Twitter’s letter to the FEC further explained that it was “the prior warnings of a hack-and-leak operation and doubts about the provenance of the materials republished in the N.Y. Post articles,” that led its Site Integrity Team to preliminarily determine “the materials could have been obtained through hacking.”
In this letter, then, Twitter itself is confirming that intelligence agencies warned the company to prepare for an October “hack-and-leak operation,” rumored to involve Hunter Biden, and that that warning prompted Twitter to censor the Post story.
Warnings from the FBI likewise prompted Facebook to censor the Hunter Biden story, according to founder Mark Zuckerberg. During an August 2020 interview with Joe Rogan, in explaining how Facebook handles controversial news such as the Hunter Biden laptop story, Zuckerberg began by providing his host with a backdrop to Facebook’s decision to limit distribution of the New York Post’s story, explaining: “The FBI basically came to us, some folks on our team, [saying,] ‘Hey just so you know, you should be on high alert.”
Zuckerberg continued, explaining that the bureau told Facebook, “[W]e thought there was a lot of Russian propaganda in the 2016 election” and that “we have it on notice that basically there’s about to be some kind of dump similar to that so just be vigilant.”
“Hey, look, if the FBI — which I still view as a legitimate institution in this country, it’s a very professional law enforcement — they come to us and tell us we need to be on guard about something, I want to take that seriously,” Zuckerberg explained. “So, when the New York Post broke the Hunter Biden laptop story on Oct. 14, 2020, Facebook treated the story as potentially misinformation, important misinformation for five to seven days while the tech giant’s team could determine whether it was false.”
When asked whether the FBI had specifically told him to be on guard about the laptop story, Zuckerberg, after initially responding, “no,” equivocated, stating, “I don’t remember if it was that specifically, but it basically fit the pattern.”

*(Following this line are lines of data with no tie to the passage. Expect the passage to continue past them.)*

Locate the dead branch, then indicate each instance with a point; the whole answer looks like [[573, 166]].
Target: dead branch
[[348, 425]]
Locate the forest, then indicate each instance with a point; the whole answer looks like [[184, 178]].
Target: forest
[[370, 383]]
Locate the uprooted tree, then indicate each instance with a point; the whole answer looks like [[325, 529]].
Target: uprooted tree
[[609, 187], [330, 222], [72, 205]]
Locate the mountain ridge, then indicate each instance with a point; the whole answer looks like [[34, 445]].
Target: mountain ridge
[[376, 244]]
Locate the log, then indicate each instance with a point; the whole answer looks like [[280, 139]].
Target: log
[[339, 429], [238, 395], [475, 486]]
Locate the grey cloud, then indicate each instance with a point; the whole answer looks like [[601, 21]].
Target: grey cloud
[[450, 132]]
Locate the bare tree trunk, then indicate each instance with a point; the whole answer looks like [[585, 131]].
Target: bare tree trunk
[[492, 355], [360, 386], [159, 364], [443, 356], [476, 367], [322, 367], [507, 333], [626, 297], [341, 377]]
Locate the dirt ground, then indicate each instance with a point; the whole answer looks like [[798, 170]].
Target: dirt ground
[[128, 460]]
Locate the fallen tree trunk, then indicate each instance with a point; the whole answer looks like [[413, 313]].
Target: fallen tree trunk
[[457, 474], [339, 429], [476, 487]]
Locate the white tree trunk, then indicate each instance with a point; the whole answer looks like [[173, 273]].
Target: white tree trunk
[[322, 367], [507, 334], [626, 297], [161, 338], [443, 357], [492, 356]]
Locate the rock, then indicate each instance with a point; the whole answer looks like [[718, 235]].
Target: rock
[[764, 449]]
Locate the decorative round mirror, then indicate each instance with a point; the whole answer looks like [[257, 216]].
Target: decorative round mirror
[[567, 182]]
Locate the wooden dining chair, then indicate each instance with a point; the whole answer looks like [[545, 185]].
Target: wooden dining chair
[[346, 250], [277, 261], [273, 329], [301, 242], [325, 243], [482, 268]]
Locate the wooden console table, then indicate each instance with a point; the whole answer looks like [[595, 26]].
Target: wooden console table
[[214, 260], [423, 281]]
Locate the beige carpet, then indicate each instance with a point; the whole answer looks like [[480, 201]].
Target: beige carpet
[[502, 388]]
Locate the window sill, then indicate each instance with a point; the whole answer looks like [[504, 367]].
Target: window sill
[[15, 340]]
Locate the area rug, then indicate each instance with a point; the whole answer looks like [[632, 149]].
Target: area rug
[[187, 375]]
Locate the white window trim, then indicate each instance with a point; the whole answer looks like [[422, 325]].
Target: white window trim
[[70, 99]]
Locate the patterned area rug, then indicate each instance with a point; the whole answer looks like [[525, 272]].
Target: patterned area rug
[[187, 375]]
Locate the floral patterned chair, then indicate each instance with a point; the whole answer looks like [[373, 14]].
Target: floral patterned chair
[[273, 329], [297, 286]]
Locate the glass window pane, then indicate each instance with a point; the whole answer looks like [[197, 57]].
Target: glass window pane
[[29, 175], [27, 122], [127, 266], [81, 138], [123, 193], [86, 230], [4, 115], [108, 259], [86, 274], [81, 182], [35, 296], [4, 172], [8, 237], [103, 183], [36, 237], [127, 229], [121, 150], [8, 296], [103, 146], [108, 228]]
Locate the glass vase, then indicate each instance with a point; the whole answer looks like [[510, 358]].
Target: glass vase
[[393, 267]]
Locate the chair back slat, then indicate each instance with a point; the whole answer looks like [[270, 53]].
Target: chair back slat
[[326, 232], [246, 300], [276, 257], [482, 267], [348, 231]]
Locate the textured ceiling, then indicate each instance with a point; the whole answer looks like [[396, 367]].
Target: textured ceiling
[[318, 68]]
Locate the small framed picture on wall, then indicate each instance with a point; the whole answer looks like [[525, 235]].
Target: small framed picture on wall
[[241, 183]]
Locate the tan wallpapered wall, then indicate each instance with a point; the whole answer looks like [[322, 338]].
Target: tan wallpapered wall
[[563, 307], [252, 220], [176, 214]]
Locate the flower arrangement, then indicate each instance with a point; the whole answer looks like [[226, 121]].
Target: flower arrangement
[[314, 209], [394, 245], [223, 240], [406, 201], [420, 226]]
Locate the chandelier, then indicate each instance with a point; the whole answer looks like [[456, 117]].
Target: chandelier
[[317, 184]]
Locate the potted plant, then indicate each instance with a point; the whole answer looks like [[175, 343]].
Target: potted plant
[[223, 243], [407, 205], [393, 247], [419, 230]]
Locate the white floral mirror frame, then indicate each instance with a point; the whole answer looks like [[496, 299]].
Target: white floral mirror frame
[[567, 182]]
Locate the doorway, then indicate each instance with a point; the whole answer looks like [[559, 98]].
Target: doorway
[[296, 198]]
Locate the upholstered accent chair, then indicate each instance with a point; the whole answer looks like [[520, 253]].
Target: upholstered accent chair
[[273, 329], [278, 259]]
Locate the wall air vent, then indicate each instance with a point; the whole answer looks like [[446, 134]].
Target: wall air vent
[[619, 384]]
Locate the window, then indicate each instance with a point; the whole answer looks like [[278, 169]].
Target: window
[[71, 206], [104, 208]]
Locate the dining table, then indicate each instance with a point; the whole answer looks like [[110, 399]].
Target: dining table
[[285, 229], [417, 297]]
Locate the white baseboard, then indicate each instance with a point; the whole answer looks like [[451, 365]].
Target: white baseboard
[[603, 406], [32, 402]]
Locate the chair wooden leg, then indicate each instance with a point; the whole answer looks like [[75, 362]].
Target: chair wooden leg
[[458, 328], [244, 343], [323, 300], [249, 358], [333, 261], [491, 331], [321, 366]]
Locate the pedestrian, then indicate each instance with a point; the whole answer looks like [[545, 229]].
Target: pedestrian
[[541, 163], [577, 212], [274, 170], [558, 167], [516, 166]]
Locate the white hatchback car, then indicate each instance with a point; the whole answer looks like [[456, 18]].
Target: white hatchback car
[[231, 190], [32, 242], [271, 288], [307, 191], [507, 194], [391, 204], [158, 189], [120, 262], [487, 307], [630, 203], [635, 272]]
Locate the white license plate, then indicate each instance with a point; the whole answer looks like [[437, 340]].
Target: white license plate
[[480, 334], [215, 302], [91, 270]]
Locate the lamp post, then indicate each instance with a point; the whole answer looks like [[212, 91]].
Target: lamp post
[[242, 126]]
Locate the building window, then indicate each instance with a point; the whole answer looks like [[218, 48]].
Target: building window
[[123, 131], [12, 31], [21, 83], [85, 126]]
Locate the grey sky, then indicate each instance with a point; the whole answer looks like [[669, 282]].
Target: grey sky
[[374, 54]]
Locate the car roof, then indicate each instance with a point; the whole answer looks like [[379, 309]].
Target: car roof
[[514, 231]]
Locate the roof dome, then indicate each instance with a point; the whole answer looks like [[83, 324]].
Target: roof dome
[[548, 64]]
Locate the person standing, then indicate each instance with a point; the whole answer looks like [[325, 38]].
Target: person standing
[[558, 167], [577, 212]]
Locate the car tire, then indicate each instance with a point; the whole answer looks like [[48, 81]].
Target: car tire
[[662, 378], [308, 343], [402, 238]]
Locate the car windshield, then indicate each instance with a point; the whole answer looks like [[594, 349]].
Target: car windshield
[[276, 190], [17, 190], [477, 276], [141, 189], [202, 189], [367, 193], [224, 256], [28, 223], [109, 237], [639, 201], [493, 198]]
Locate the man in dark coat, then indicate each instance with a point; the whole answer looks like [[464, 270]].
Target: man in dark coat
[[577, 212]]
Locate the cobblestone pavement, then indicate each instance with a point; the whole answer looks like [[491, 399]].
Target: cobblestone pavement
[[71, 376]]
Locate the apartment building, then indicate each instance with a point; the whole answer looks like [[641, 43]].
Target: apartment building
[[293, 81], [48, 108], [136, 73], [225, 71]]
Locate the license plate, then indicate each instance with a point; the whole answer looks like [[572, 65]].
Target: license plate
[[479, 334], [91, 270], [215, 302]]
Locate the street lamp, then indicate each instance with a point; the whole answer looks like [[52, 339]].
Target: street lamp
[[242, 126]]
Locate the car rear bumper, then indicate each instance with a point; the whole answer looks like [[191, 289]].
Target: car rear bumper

Given the FBI told Twitter Hunter Biden was the rumored subject of the hack-and-leak, it seems likely that intelligence agencies provided Facebook a similarly specific warning. Either way, Zuckerberg himself made clear Facebook censored the story because of the FBI’s warning.
Dripping with Deceit
The FBI’s warning and the federal government’s efforts to prompt the private censorship of speech, however, are not the heart of the scandal. Worse still is that the New York Post story was true, the computer files were not hacked, and the October surprise was not Russian disinformation but a legitimate and important news report establishing Joe Biden lied to the American public about his knowledge of his son’s business dealings and was also implicated in a pay-to-play scandal. And the FBI knew those facts for nearly one year, having seized the Hunter Biden laptop from the computer repair shop owner in December of 2019.
So, not only did the FBI prompt Twitter and Facebook to censor the Hunter Biden laptop story, the bureau did so by deceiving the companies.
The FBI lied so Joe Biden’s campaign would survive — and that scandal is far worse than our government prompting the private censorship of speech based on the intelligence community’s honest assessment that a story or post is Russian disinformation.